I should have mentioned it in part 1, but it is important that we are able to compute the ball path angle relative to the x-y plane at each time step. Since we will have the velocity vector for each step, we can compute this angle as follows

$\alpha = \arctan(v_y / v_x)$# Initial Conditions

It's important to define initial conditions for the problem. You can think of these as `step 0`

, which we will use to find `step 1`

. You have to start somewhere!

The things that we are solving for using previous states in the problem are

**launch angle**This will be a user provided variable. Some common golf ball launch angles from a golf ball are about 5 degrees to 40 degrees.**position**This one is easy. We will say that the initial location of our golf ball is at the origin of the x,y plane (0,0)**velocity**Velocity is another user defined variable. We can use basic trigonometry to decompose the magnitude of our velocity into x and y components.**acceleration**It's not very intuitive, but we are going to simplify acceleration in this case and say we only have acceleration due to gravity and no lift or drag acceleration. In reality, we should be computing drag and lift at step 0 because the ball has non-zero velocity, but it will make a negligibly impact on our simulation.

# Simulation Approach

## Euler's Method

We will be using Euler's Method to compute each step in our simulation. To explain Euler's method in simple terms, imagine the below plot is a golf ball trajectory. We don't know the position at future points in time (t+1), but we know the velocity at the current point in time (dotted line @ t). Thus, we assume the velocity stays relatively constant between t and t+1.

In the case of this plot, the slope of the line changes dramatically between t and t+1, but our large time step is meant to exaggerate be an exaggeration. As time steps t and t+1 converge closer and closer together, our assumption of a constant velocity becomes better and better.

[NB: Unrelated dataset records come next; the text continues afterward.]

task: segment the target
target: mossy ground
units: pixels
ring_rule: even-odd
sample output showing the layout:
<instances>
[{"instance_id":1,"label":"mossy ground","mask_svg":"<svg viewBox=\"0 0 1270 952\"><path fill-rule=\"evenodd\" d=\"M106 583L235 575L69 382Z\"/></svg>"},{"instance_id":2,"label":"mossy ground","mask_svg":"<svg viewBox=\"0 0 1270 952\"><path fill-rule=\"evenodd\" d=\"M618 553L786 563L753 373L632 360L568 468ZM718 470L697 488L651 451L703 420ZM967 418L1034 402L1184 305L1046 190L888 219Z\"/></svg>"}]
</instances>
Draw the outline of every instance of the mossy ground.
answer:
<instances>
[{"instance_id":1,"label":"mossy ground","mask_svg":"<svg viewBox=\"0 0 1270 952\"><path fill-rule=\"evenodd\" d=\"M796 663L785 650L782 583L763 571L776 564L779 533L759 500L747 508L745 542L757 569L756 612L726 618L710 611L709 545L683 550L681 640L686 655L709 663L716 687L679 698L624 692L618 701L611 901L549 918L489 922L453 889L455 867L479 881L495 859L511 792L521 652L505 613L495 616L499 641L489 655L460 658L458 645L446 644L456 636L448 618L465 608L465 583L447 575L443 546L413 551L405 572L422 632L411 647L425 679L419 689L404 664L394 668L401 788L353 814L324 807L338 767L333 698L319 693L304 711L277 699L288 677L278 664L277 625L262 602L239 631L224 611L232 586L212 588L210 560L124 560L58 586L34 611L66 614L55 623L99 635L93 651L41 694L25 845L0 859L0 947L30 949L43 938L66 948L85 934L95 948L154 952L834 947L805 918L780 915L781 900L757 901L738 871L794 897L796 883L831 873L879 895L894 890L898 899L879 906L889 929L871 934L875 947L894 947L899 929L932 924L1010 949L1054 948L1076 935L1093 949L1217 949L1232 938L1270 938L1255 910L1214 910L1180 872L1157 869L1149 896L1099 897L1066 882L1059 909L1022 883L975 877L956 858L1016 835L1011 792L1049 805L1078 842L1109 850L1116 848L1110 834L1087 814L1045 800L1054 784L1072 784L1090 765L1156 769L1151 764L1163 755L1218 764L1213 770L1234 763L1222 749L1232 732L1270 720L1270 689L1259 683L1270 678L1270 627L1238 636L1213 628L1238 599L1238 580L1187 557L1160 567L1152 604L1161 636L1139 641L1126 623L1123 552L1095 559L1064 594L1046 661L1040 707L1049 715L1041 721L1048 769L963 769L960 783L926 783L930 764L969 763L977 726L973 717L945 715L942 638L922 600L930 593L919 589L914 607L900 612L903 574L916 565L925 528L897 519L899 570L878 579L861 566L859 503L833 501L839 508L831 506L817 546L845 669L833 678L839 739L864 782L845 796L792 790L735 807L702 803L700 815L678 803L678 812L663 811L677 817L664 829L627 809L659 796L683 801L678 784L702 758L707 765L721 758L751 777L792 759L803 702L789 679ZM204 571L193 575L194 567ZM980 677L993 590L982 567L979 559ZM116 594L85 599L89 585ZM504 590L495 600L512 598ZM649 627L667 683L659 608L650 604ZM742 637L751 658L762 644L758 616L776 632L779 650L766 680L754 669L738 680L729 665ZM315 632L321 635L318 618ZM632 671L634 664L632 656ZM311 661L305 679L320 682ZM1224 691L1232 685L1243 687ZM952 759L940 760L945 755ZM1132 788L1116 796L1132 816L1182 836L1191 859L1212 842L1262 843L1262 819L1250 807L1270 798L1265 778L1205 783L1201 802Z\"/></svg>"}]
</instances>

We'll use Euler's Method to solve for velocity and postion at the next time step in each step of our simulation. We'll use the current velocity and acceleration (time = t), to compute these future position and velocity (time = t+1) values.

$dt = t - (t+1)$ $v_{t+1} = v_t + a_t * dt$ $x_{t+1} = x_t + v_t * dt$## Parameters

Some important parameters to define in numerical integration include

**Time step (dt)** - Choosing this parameter is a balance between having sufficient fidelity in our model and not wasting compute for minimal fidelity gains. In this case, we can intuitively say that we should have somewhere on the order of 100 - 1000 time steps / second.

**Simulation time** - How long should my simulation run? In this case, we can intuitively think of an appropriate time. A golf ball would likely not be in the air for longer than 8 - 12 seconds, so we can set our run time to 12 seconds to be safe. ( Ultimately, we will stop the simulation when the golf ball "hits the ground" or the y-component of position falls below 0.)

# Simulation Steps

So, here is what each step of our simulation will look like

- Compute magnitude of the velocity vector

- Compute Reynolds Number

- Compute Drag Coefficient

- Compute acceleration due to drag

- Compute non-dimensional spin factor

- Compute lift coefficient

- Compute acceleration due to lift

- Compute ball trajectory angle

- Compute acceleration components in the x,y plane

- Compute velocity at the next time step

- Compute position at the next time step

That's it! At each time step, we will save our position and velocity data in a state history array, and at the end we can plot our history.

In Part 3, we will implement these concepts in python and run a simulation.